Cap Timeframe To Change

CMS also proposes to align cap reporting with hospices’ fiscal years.

Old way: “The cap accounting year is currently November 1 to October 31,” CMS notes.

New way: CMS wants to move that to Oct. 1 to Sept. 30. The agency had previously put off this change “partly because of a concern that a large portion of providers could still be using the streamlined method” for calculating their aggregate caps, which “has a different timeframe for counting the number of beneficiaries than the cap accounting year, allowing those beneficiaries who elected hospice near the end of the cap year to be counted in the year when most of the services were provided.”

However: “For the 2013 cap year, only 486 hospices used the streamlined method,” CMS notes in the rule. “The remaining providers used the patient-by-patient proportional method.
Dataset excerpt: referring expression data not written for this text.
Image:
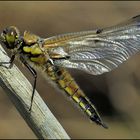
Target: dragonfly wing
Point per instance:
(103, 51)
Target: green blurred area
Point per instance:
(115, 94)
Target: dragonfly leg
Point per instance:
(33, 72)
(10, 62)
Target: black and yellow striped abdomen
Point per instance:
(65, 81)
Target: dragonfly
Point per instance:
(94, 51)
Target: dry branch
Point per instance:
(18, 88)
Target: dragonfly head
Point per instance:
(9, 36)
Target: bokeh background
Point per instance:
(115, 94)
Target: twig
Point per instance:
(18, 88)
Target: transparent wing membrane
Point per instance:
(97, 53)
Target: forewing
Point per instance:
(99, 52)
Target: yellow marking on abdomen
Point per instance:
(67, 83)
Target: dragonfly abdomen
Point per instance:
(65, 81)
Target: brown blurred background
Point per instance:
(115, 94)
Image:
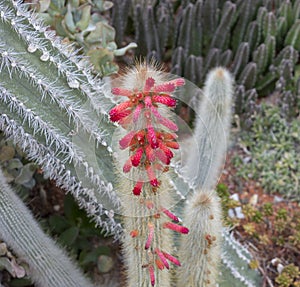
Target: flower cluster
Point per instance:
(150, 147)
(150, 140)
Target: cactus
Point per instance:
(49, 266)
(84, 24)
(44, 111)
(234, 34)
(56, 111)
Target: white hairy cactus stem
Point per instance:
(200, 251)
(49, 265)
(212, 130)
(137, 218)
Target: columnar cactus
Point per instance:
(203, 212)
(53, 108)
(258, 41)
(49, 265)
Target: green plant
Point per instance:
(289, 274)
(273, 144)
(57, 112)
(258, 41)
(49, 266)
(84, 23)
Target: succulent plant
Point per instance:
(84, 23)
(258, 41)
(56, 111)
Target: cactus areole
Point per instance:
(150, 140)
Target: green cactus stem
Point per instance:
(49, 265)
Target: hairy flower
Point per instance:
(150, 141)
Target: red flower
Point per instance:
(176, 227)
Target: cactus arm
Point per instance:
(46, 97)
(49, 265)
(203, 212)
(211, 132)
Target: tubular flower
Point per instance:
(176, 227)
(150, 140)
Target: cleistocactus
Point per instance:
(57, 112)
(145, 192)
(49, 265)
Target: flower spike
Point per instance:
(176, 227)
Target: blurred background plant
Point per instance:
(270, 152)
(86, 24)
(257, 40)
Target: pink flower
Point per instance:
(172, 259)
(176, 227)
(151, 273)
(138, 188)
(126, 141)
(170, 214)
(150, 235)
(162, 258)
(136, 158)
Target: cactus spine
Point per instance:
(49, 266)
(47, 95)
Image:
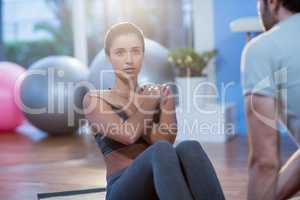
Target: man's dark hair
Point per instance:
(291, 5)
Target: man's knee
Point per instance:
(188, 147)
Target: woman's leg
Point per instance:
(199, 171)
(155, 174)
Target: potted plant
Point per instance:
(188, 67)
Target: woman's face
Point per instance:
(126, 55)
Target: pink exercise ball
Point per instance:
(10, 113)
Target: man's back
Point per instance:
(271, 67)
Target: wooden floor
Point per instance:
(71, 163)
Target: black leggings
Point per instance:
(167, 173)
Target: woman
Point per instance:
(135, 128)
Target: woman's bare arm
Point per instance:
(105, 120)
(166, 129)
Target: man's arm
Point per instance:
(264, 161)
(289, 177)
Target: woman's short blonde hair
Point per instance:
(121, 29)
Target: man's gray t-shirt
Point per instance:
(271, 67)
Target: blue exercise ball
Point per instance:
(52, 93)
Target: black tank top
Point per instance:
(108, 145)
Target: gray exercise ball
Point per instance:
(155, 69)
(52, 93)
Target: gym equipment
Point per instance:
(11, 115)
(52, 94)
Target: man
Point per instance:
(271, 82)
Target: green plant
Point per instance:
(188, 62)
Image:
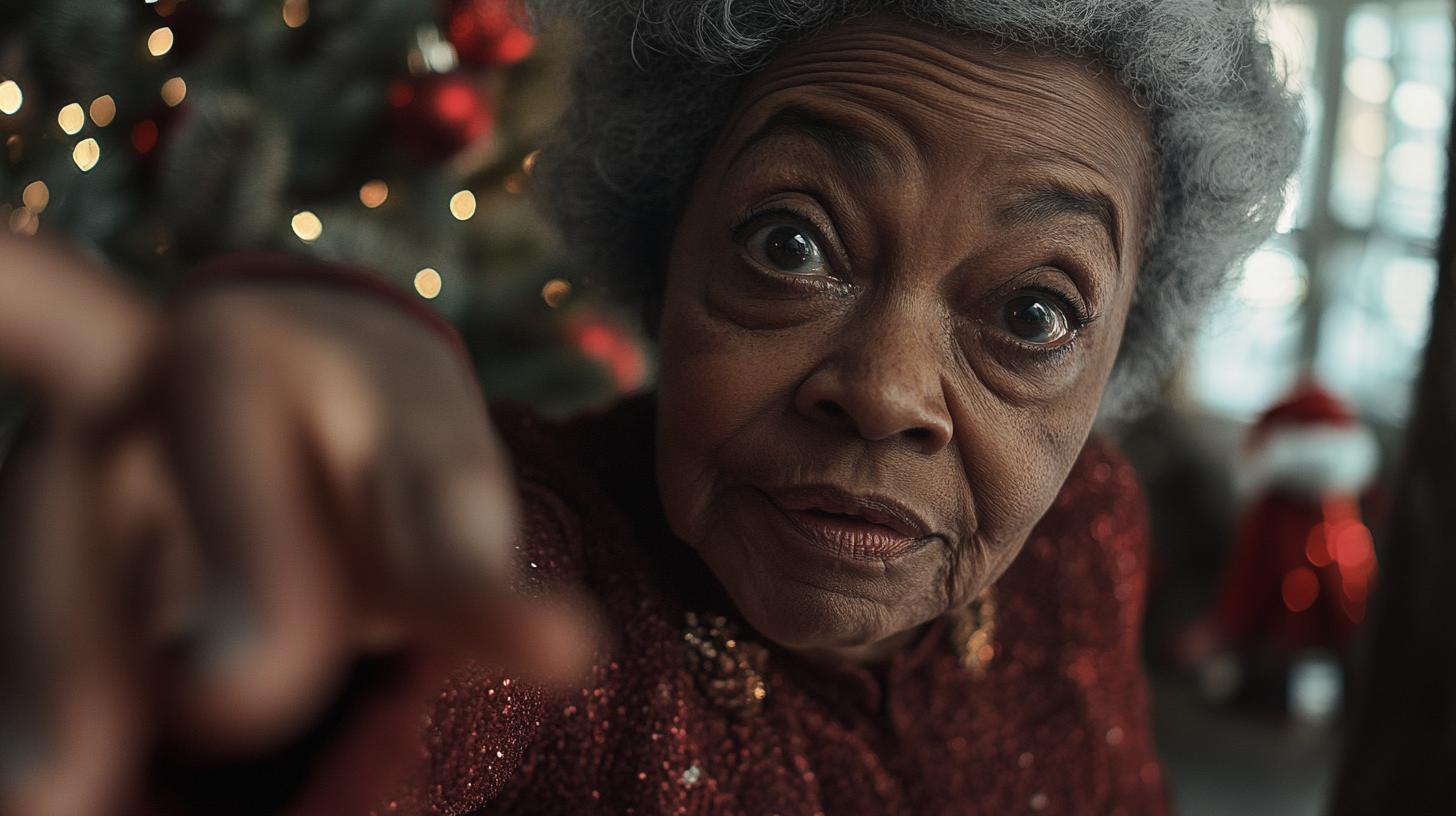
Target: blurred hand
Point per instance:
(217, 509)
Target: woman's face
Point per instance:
(891, 306)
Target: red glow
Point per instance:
(1351, 544)
(485, 32)
(456, 102)
(616, 350)
(144, 136)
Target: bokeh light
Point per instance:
(1370, 80)
(104, 110)
(173, 92)
(72, 118)
(160, 41)
(373, 194)
(294, 12)
(37, 197)
(307, 226)
(462, 204)
(1420, 105)
(1271, 280)
(555, 292)
(86, 155)
(428, 283)
(10, 96)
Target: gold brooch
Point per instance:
(728, 671)
(973, 633)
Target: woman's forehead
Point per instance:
(890, 99)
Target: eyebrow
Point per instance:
(862, 156)
(1054, 201)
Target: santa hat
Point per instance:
(1309, 443)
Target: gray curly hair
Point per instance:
(654, 82)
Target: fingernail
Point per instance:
(227, 627)
(22, 746)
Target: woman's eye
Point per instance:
(1037, 319)
(788, 249)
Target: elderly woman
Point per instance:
(855, 555)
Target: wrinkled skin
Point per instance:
(887, 325)
(897, 290)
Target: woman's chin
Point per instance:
(829, 628)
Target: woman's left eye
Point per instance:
(1037, 319)
(788, 249)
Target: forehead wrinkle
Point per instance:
(1051, 201)
(864, 156)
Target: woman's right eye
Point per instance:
(788, 249)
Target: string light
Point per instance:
(173, 92)
(307, 226)
(10, 96)
(555, 292)
(104, 110)
(86, 155)
(294, 12)
(428, 283)
(462, 204)
(37, 195)
(373, 194)
(72, 118)
(160, 41)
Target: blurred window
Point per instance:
(1344, 289)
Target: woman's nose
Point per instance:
(883, 385)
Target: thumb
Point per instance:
(67, 330)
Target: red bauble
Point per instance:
(488, 32)
(604, 341)
(437, 115)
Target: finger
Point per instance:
(462, 520)
(73, 716)
(274, 641)
(67, 330)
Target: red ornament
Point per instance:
(606, 343)
(1303, 563)
(489, 32)
(437, 115)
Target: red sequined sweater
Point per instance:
(1059, 723)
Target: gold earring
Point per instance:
(728, 671)
(973, 633)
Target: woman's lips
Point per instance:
(849, 525)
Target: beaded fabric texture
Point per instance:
(1057, 723)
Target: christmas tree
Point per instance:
(390, 134)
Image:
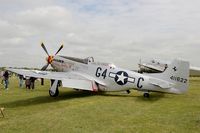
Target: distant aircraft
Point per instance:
(154, 66)
(86, 74)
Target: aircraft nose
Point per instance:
(49, 59)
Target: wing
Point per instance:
(69, 79)
(161, 83)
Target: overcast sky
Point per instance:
(118, 31)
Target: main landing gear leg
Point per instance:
(54, 92)
(128, 91)
(146, 94)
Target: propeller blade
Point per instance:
(59, 49)
(45, 67)
(43, 46)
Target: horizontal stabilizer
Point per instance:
(161, 83)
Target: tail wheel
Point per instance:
(52, 94)
(146, 95)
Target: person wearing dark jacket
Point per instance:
(6, 79)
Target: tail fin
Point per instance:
(177, 73)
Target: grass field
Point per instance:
(34, 111)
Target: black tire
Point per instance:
(54, 94)
(146, 95)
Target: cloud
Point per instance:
(112, 31)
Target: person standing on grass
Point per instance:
(21, 78)
(28, 82)
(32, 80)
(6, 79)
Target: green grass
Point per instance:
(74, 111)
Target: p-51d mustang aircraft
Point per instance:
(86, 74)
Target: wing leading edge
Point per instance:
(69, 79)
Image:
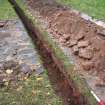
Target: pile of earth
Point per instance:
(11, 72)
(84, 38)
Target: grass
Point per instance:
(35, 90)
(78, 82)
(6, 11)
(94, 8)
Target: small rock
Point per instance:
(75, 50)
(87, 65)
(66, 37)
(62, 40)
(85, 53)
(83, 44)
(25, 68)
(100, 83)
(101, 32)
(39, 70)
(2, 24)
(79, 36)
(9, 71)
(72, 43)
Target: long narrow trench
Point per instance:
(60, 82)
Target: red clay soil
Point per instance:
(84, 38)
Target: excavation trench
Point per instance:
(60, 81)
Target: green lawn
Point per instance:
(94, 8)
(35, 90)
(6, 11)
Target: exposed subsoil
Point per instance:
(84, 38)
(62, 84)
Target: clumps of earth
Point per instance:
(11, 72)
(84, 38)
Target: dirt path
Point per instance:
(85, 39)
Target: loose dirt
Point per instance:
(85, 39)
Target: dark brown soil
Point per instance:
(63, 86)
(86, 39)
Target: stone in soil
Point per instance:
(85, 53)
(80, 35)
(2, 23)
(25, 68)
(72, 43)
(101, 32)
(87, 65)
(39, 70)
(82, 44)
(4, 35)
(75, 50)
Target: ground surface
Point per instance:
(6, 11)
(23, 80)
(84, 38)
(92, 8)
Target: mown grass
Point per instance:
(35, 90)
(79, 82)
(94, 8)
(6, 11)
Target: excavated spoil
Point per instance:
(61, 82)
(84, 38)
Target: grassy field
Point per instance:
(35, 90)
(6, 11)
(94, 8)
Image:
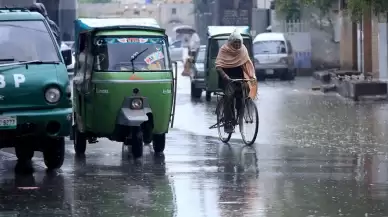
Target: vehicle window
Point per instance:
(269, 47)
(27, 41)
(115, 53)
(290, 50)
(177, 44)
(201, 56)
(217, 44)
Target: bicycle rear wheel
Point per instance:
(224, 137)
(249, 120)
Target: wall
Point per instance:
(323, 36)
(383, 50)
(348, 52)
(260, 20)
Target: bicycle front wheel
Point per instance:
(224, 137)
(249, 122)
Since the majority of providers now use the patient-by-patient proportional method, we believe there is no longer an advantage to defining the cap accounting year differently from the hospice rate update year.”

“This proposal would eliminate timeframe complexities associating with counting payments and beneficiaries differently from the federal fiscal year and would help hospices avoid mistakes in calculating their aggregate cap determinations,” CMS concludes.

The cap will increase from $27,135.96 this year to $27,624.41 in 2016, CMS proposes.

The timeframe for the inpatient cap will also switch to the fiscal year, CMS adds.